Il convient d’emblée de souligner un certain paradoxe. A de très rares exceptions près dans les études critiques du film – du moins dans l’échantillon d’articles qu’il nous a été donné de lire743 – l’idée qu’il donnerait accès ne serait-ce qu’à une vision métaphorique de l’identité culturelle française n’apparaît pas. C’est d’autant plus sensible dans les articles étrangers (en particulier anglo-saxons et canadiens). Est-il possible d’interpréter une telle lacune ? Risquons-nous un instant à nous faire herméneute du silence. Tout se passe comme si le caractère sublime de la cuisine française, son très haut degré de raffinement et l’étalage de luxe et de richesse qu’un tel raffinement suppose étaient la banalité même. Autrement dit, Le festin de Babette consacrerait un topos qu’il n’y aurait pas même lieu de pointer puisqu’il serait du registre de l’évidence. En somme, l’image de l’identité culturelle française produite par le film, qu’il est bien difficile de nier, serait tacitement acceptée. Des siècles de travail de conformation des esprits par un imaginaire culturel vantant de par le monde l’excellence et la supériorité de la cuisine française744 auraient ainsi fait leur œuvre pour la réception du Festin de Babette.
Une idée, explicitement formulée celle-ci dans plusieurs articles, conforte cette hypothèse : celle d’une nostalgie de la France que le film laisserait transparaître. Plus exactement encore, Le festin de Babette tiendrait, en deçà de son récit explicite, un discours latent et surtout languissant sur une France passée dont l’art de vivre serait à jamais révolu. Jill Forbes peut ainsi dire à Gabriel Axel : « I thought I detected a certain nostalgie for France in the film. »745 Dans un autre entretien avec le cinéaste, Minou Petrowski est plus précise :
Vous dites que c’est un conte, mais l’histoire se passe en 1845, puis en 1879, puis en 1885. Vous montrez finalement que ce que nous mangeons aujourd’hui et la manière de le préparer sont bien loin de ce savoir-faire artistique. Comme si nous avions perdu le sens du palais et que vous cherchiez à nous le faire redécouvrir746.

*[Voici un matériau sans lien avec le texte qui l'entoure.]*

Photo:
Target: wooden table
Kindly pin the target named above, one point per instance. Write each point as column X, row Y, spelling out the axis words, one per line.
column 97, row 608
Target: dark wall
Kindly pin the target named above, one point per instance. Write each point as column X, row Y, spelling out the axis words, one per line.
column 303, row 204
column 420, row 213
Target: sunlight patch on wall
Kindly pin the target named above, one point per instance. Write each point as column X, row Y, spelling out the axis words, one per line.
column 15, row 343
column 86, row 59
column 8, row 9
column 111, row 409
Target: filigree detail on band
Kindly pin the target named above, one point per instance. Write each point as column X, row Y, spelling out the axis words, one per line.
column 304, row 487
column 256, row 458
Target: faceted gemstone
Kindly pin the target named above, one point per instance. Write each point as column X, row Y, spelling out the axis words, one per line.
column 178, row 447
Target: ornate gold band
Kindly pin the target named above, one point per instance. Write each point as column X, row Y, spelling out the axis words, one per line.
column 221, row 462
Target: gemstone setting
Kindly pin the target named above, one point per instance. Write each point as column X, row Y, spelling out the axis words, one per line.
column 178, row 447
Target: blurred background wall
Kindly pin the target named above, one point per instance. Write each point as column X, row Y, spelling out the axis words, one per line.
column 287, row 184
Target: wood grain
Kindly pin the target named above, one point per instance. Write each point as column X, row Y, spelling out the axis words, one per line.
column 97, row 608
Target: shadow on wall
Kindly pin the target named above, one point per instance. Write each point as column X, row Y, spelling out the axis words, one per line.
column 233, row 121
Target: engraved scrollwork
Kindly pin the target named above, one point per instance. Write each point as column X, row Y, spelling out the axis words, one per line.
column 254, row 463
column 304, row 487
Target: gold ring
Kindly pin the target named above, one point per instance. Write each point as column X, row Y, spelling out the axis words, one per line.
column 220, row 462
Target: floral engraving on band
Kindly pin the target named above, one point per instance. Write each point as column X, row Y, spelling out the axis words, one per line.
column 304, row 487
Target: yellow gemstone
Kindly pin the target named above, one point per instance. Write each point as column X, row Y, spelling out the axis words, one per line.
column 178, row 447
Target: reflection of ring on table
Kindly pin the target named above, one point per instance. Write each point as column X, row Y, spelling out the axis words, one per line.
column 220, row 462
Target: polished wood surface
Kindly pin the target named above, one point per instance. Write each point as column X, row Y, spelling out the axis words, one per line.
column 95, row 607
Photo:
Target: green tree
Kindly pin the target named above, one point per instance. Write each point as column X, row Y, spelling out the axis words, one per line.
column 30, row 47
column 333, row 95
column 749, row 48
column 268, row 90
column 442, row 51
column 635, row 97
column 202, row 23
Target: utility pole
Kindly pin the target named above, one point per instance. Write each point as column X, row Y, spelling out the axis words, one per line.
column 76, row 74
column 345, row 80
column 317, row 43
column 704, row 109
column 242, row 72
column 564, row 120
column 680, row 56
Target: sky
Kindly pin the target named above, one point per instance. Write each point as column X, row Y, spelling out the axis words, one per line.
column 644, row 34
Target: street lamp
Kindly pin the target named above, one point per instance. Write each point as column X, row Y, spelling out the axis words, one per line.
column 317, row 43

De tels propos ne peuvent que retenir l’attention tant ils paraissent plaquer sur le film des intentions qui ne s’y trouvent pas. Jamais le film n’oppose la France d’hier à celle d’aujourd’hui, ni la gastronomie d’antan à l’actuelle et on serait plutôt enclin à voir en lui la promotion d’un « éternel gastronomique français », comme on parle d’éternel féminin. Mais en l’occurrence, peu importe la justesse de ces propos critiques. Leur intérêt vient de ce qu’ils sous-entendent sur l’identité française747. À les en croire, elle serait avant tout la sublimation d’un certain art de vivre sans lequel la France ne serait plus tout à fait la France.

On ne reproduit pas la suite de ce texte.